Kelamullah hermenötikçiliğinin Müslüman mülâhazakârlığı için açtığı bu yola kötü niyetli kurnaz tilkilerin yolları eşlik etti. Laiklik, devlet-toplum ilişkilerinin organize edilmesiyle ilgili bir kavram ve bu da sosyo-politik kimlikle doğrudan bağlantılı olduğuna göre kötü niyetli kurnaz tilkiliğin tarihini, “İslam ayrı Siyasal İslam ayrı” hinliğine takaddüm eden imparatorluğu kurtarma ideolojilerinin tasnif edilme anlatısına bakarak ifşa edebiliriz. Miladi 19. asrın son çeyreğinde imparatorluğu kurtarma ve bir bütün halinde tutma ideolojilerini/fikirlerini tasnif etmenin galat-ı meşhur kuralı haline gelmiş bir yaklaşım söz konusu. Galat-ı meşhur, bu fikirlerin Osmanlıcılık, İslamcılık, Türkçülük şeklinde tasnif edilmesine dayanıyor. Yaygın anlatıyı biliyoruz: Bir varmış, bir yokmuş… İmparatorluğun Hristiyan unsuru ayrılıkçılık hareketini başlattığında Osmanlıcılıkla, yani dinleri fark etmeksizin Osmanlı eşit yurttaşlığı ile bu unsurun sadakati yeniden temin edilebilecekmiş. Ancak Hristiyan unsurun bağımsızlık hareketlerine engel olunamamış. Diğer taraftan imparatorluğun Müslüman Arap unsuru da ayrılıkçılık faaliyetlerine başlayanlar arasına katılmış. Tarih kitapları bu vakaya Arap Uyanışı ismini uygun bulmuşlar, yeni Arap devletlerinin tarih kurguları da söz konusu vakayı benzer şekilde tanımlamışlar. Türklerin, imparatorluklarını bir bütün halinde tutmak gayesiyle bu vakaya karşı geliştirdikleri yeni tedbir ise Müslüman Arapların sadakatlerini teminat altına almak için İslamcılık, İslam kardeşliği, ümmet bilincini devreye sokmak olmuş. Gel gör ki Müslüman Araplar çoktan Türk hilafetine yabancılaştı(rıldı)klarından ikna edilmeleri pek mümkün olmamış. Bu durumda sosyo-politik kimlik anlamında geriye son çare olarak ulusçuluk kalıyormuş. İşte bu resmî masal, ulusçuluğu hem başvurulan son çare olarak hem de başarısı tartışılmaz bir fikir olarak tarif etmiştir. Daha ne hinlikler…

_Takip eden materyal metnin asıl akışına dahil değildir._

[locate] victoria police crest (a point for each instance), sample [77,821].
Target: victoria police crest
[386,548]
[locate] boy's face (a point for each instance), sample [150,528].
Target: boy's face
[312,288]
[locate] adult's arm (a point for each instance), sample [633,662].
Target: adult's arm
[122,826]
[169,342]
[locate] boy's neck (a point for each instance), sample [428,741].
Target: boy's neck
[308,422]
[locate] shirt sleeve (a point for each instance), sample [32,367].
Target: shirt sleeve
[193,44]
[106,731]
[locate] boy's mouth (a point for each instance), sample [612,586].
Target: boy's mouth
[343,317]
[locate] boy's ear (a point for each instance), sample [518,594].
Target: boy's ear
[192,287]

Bu tasnifte bir hinlik olduğunu anlamamak için millet olma şuurunu yitirmiş olmak gerekli. Maalesef Türkiye ahalisi uzun zamandır bizzat Türkiye Cumhuriyeti’nin kurucu kadrolarının tercihleri sebebiyle millet olma vasfı gösteremiyor. Nedir buradaki hinlikler? Yukarıda millet ve vatan kurucu bir eylem olarak Hicretle beraber Medine’nin nâsih olduğunu belirtmiştik. Medine bir taraftan tek geçerli sözün Müslümanların sözü olduğu hâkim millet anlayışına dayalı bir düzeni, diğer taraftan ise böyle bir düzen içinde türdeş olmayan bir toplumu İslam’ın yönetebilme kapasitesini gösteriyordu. Yani türdeş olmayan bir toplumu yönetmek için eşit yurttaşlık anlayışının bir zorunluluk olmadığını gösteriyordu. Zira Medine hiçbir şekilde eşit yurttaşlık anlayışına dayalı bir devlet-toplum ilişkilerine dayanmıyordu. Medine, Müslümanların mutlak hâkim ve üstünlüğü anlayışına, bununla beraber ve bunun sayesinde türdeş olmayan bir toplumu yönetebilme araçlarına dayanıyordu. Bu durum türdeş olmayan bir toplumu yönetmenin zorunlu koşulunun laiklik olduğunun bir safsatadan ibaret olduğunu gösterir. Medine’nin nâsih oluşunu sorgularcasına yukarıdaki galat-ı meşhur tasnif, bu safsataya İslamcılığı diğer ideolojilerden bir ideoloji derekesine indirerek kapı aralıyor. Şayet İslamcılık diğerleri gibi herhangi bir ideoloji olarak anlaşılabilirse o zaman “İslam ayrı Siyasal İslam ayrı” varsayımında bulunmak da mümkün olabilirdi. İslamcılığı ideolojilerden bir ideoloji kılmak “İslam ayrı Siyasal İslam ayrı” varsayımına kapı aralamışsa artık zemin sosyo-politik kimliğin yeniden tanımlamasının laikliğe emanet edilmeye de hazır hale getirilmiş demektir. Bu zincirleme sapma, ancak Hicret öncesi siyasal şartlara dönülmesinde İslamî bakımdan bir yanlışlık olmadığı muğlak mülâhazakârlığı sayesinde mümkün olabilirdi. Bu zincirleme kazaya ancak Medine’nin Mekke’yi neshetmiş olduğu gerçeğinin ilga edilmesiyle uğranabilirdi. Bu ilga sayesinde Müslümanlığın ancak bir millet ve vatan halinde, siyasal bir sistem ve bir toplum düzeni şeklinde yaşanabileceği, bir sosyo-politik kimlik bağlamında var olabileceği de inkâr edilmiş oldu.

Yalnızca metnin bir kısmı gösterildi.